The middle panel is built around a trinity of women: Toypurina, a Tongva woman who opposed the colonial rule by Spanish missionaries in California in the late 1700s; Angela Davis, civil rights activist and former UCLA faculty member, who was fired by the University of California Board of Regents for her association with communism; and Dolores Huerta, the iconic labor leader who worked with César Chávez on behalf of farmworkers. - Mike Fricano, April 4, 2022, UCLA Newsroom. New mural captures campus history and UCLA’s future Renowned artist and professor Judith Baca created the nearly 80-foot artwork.

The nearly 80-foot mural is on the north side of Ackerman Union as part of the Wescom Student Terrace.

The mural, which translates into English as The Memory of Earth: UCLA, is made up of three 26-foot-long glass panels. The left panel portrays Westwood — long before UCLA — with a shimmering light-blue outline of Royce Hall where it sits today. In the center, a circle of dozens of people including faculty, alumni, civil rights and social justice leaders whom Baca called her heroes and said represent the diverse and lesser-known history of campus and the land.

The middle panel is built around a trinity of women: Toypurina, a Tongva woman who opposed the colonial rule by Spanish missionaries in California in the late 1700s; Angela Davis, civil rights activist and former UCLA faculty member, who was fired by the University of California Board of Regents for her association with communism; and Dolores Huerta, the iconic labor leader who worked with César Chávez on behalf of farmworkers.

We hope in the future that students will be able to sit here [in this courtyard] and be able to find out who these people are and what did they do, said Baca, who retired last year, after years as a professor of Chicana and Chicano and Central American studies and a professor of world arts and cultures.

To situate the people in their proper historical context, the mural captures scenes from events such as the Black Lives Matter student demonstrations in 2020, protests against the Vietnam War in 1976 and also a depiction of the Manzanar War Relocation Center.

The future of the campus is on the right, with rhizomes (long, narrow channel-like roots) filled with the faces of other significant people — many of them faculty — who are doing the work to bring UCLA into the future and ensuring that UCLA remains in harmony with the land.

Baca told the audience that the third panel was designed to take the knowledge that comes from the university and [spread] it widely.

The mural is the result of a partnership among the UCLA Centennial Committee; Associated Students UCLA, or ASUCLA, a nonprofit association that drives student services and activities throughout campus; and the Digital Mural Lab from the Social and Public Art Resource Center, or SPARC. It was in 1976 that Baca and two other artists founded SPARC, a Venice-based arts center that creates, preserves and hosts programs about community-based public artwork. The mural was created with financial support from Wescom Credit Union.




Dr. Judith F. Baca

Artist, Educator, Scholar/Activist, Community Arts Pioneer, UCLA Professor Emeritus and Founder of the Social and Public Art Resource Center (SPARC)
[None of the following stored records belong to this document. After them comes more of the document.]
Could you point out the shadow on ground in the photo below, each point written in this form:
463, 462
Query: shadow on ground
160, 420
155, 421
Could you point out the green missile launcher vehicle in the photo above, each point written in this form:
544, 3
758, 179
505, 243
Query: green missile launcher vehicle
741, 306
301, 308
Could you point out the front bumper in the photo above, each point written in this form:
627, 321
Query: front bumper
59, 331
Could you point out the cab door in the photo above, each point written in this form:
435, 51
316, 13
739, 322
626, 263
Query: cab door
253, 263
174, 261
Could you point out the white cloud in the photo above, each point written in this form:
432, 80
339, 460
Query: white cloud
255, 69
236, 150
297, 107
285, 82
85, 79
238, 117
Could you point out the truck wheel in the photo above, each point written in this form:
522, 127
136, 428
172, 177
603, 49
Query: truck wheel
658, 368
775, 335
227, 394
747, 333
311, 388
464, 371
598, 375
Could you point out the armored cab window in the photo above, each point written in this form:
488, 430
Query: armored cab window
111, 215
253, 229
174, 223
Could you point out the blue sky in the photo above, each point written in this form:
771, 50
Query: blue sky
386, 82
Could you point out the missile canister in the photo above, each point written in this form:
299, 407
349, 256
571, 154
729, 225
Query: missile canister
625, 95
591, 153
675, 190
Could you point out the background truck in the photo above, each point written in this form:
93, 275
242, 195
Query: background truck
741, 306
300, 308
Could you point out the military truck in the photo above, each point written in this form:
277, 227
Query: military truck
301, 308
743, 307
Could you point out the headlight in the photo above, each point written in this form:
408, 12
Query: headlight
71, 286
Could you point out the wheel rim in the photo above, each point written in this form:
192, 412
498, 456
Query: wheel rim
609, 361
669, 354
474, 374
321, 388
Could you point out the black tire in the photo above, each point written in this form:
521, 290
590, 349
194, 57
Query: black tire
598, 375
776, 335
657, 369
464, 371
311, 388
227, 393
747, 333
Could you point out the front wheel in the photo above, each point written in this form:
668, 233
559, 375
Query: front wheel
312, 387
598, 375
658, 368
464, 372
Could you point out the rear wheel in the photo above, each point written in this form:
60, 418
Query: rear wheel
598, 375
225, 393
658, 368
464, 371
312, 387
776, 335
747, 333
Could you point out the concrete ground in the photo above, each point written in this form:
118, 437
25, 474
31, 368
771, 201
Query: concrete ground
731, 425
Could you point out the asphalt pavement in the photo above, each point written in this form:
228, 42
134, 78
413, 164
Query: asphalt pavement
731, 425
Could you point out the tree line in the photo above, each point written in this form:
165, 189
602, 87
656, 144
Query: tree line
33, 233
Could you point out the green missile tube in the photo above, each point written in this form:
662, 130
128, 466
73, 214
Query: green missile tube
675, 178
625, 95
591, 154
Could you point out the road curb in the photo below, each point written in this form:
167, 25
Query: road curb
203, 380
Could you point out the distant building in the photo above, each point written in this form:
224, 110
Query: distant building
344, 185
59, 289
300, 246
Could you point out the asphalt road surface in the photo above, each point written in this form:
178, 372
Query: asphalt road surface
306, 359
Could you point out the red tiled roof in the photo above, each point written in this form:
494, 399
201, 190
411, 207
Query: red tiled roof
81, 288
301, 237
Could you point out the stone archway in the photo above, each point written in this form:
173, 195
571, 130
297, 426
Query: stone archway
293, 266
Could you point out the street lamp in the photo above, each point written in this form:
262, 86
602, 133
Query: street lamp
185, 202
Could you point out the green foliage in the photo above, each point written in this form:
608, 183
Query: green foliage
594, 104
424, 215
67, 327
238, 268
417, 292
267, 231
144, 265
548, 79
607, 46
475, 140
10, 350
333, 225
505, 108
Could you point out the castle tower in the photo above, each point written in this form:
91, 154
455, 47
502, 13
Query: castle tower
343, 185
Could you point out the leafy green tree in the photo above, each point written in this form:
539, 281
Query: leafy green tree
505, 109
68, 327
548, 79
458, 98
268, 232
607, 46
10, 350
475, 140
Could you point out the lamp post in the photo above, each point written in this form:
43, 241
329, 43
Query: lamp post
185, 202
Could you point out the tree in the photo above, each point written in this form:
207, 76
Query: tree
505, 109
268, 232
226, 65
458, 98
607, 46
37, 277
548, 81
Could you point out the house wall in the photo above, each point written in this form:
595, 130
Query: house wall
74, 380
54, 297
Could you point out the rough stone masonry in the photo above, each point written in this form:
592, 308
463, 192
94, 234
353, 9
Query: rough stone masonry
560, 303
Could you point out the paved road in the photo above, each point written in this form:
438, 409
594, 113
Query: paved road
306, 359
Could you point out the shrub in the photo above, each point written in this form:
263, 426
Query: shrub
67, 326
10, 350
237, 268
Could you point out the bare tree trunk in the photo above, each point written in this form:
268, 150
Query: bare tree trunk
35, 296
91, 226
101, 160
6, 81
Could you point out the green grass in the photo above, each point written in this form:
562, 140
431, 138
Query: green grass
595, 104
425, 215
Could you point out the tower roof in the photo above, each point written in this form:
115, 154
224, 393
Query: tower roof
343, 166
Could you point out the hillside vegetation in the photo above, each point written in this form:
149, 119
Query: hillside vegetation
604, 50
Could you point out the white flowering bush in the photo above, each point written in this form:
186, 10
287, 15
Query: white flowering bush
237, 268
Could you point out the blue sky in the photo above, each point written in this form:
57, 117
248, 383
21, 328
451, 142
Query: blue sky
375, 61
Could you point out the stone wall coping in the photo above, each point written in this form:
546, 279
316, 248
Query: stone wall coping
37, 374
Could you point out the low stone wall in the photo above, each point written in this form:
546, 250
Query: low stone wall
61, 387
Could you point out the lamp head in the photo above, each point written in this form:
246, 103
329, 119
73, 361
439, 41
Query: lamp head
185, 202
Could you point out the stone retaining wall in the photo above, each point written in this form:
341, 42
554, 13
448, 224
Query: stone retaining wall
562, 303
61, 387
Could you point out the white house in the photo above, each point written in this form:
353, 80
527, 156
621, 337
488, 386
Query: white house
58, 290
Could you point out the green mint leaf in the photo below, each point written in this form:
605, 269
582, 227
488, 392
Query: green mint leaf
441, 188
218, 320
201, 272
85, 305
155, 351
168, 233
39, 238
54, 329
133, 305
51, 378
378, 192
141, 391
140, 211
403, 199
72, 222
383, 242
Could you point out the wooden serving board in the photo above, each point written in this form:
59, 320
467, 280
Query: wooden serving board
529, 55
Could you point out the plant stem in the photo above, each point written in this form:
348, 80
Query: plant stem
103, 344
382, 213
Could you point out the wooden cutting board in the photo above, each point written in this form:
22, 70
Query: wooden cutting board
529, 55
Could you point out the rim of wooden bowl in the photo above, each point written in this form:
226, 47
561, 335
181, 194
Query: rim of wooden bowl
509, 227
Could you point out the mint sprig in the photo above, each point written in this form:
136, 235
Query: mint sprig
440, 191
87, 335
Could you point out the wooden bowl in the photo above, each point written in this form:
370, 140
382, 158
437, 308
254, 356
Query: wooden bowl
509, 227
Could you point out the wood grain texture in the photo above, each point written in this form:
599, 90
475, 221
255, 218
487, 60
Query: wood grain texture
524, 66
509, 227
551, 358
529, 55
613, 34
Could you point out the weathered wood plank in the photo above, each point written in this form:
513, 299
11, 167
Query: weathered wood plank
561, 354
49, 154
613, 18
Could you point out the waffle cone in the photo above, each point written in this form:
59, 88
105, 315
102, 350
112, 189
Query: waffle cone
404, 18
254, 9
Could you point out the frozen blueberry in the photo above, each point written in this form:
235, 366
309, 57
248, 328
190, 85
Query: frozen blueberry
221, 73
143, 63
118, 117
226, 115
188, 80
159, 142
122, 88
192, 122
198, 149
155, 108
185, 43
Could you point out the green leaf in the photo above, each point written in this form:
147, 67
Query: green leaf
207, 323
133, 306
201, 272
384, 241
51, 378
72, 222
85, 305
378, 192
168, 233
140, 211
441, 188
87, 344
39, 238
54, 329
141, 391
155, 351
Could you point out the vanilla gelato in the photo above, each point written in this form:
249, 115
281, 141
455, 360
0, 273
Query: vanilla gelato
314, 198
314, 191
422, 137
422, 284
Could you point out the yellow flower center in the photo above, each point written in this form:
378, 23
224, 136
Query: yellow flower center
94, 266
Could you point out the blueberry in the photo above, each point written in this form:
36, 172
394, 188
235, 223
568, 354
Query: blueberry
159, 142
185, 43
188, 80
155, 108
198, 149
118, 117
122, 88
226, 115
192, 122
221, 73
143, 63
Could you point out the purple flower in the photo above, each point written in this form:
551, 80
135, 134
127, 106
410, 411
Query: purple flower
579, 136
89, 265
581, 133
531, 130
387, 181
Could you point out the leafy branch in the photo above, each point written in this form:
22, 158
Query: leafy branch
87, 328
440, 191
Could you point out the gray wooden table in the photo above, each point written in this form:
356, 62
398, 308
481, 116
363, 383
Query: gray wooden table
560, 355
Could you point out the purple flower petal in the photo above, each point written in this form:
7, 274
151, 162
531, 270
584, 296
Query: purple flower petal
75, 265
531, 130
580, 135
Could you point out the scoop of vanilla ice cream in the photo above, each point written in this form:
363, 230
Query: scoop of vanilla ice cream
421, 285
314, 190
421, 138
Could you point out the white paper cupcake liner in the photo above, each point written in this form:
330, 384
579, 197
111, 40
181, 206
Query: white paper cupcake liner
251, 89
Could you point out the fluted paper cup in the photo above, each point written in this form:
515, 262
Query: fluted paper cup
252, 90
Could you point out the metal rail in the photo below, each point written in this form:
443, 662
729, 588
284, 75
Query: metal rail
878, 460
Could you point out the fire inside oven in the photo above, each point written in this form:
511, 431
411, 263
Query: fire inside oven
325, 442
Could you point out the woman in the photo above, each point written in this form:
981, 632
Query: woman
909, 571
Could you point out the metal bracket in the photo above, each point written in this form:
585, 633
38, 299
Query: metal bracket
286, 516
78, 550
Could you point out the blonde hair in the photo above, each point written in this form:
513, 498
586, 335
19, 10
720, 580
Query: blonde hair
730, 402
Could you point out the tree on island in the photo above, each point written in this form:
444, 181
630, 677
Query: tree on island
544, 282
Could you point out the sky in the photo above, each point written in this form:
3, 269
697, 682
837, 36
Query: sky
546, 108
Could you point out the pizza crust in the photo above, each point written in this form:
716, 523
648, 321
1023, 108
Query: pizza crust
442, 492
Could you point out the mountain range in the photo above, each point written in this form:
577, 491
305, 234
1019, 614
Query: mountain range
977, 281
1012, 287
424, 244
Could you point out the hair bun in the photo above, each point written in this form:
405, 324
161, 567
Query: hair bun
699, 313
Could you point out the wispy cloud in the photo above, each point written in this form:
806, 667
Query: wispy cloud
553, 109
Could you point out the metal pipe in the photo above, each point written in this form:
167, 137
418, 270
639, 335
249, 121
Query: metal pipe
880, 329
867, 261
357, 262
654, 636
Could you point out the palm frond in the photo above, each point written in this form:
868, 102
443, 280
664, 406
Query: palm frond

I want to produce artwork that is beautiful and inspirational, and beyond decorative. I excavate public spaces to hear public voice, and to create public consciousness about the presence of people who are often the majority of the population but are not represented in a visual way. By telling their stories I hope to give voice to those least heard and to visualize a more whole American story. I call this creating sites of public memory.




   Judy Baca painting the Great Wall 1960’s at LACMA, 2024


BIOGRAPHY

Dr. Judith F. Baca, American visual artist, has dedicated over four decades to creating impactful public art. Her murals bring art into the daily lives of communities. In 1974, she established Los Angeles' first mural program, producing over 400 murals, offering employment to thousands and evolving into the Social and Public Art Resource Center (SPARC). She serves as SPARC's artistic director, focusing on digital technology to advocate social justice and participatory public arts projects through the UCLA@SPARC Digital/Mural Lab.

Baca’s public art monuments reflect the interconnectedness of history, people, and place, emphasizing diverse struggles for rights and community ties to the memory of land. Her most renowned work is the ongoing Great Wall of Los Angeles since 1974, a half-mile mural in San Fernando Valley that has engaged hundreds of youth and their families, artists, oral historians, and scholars.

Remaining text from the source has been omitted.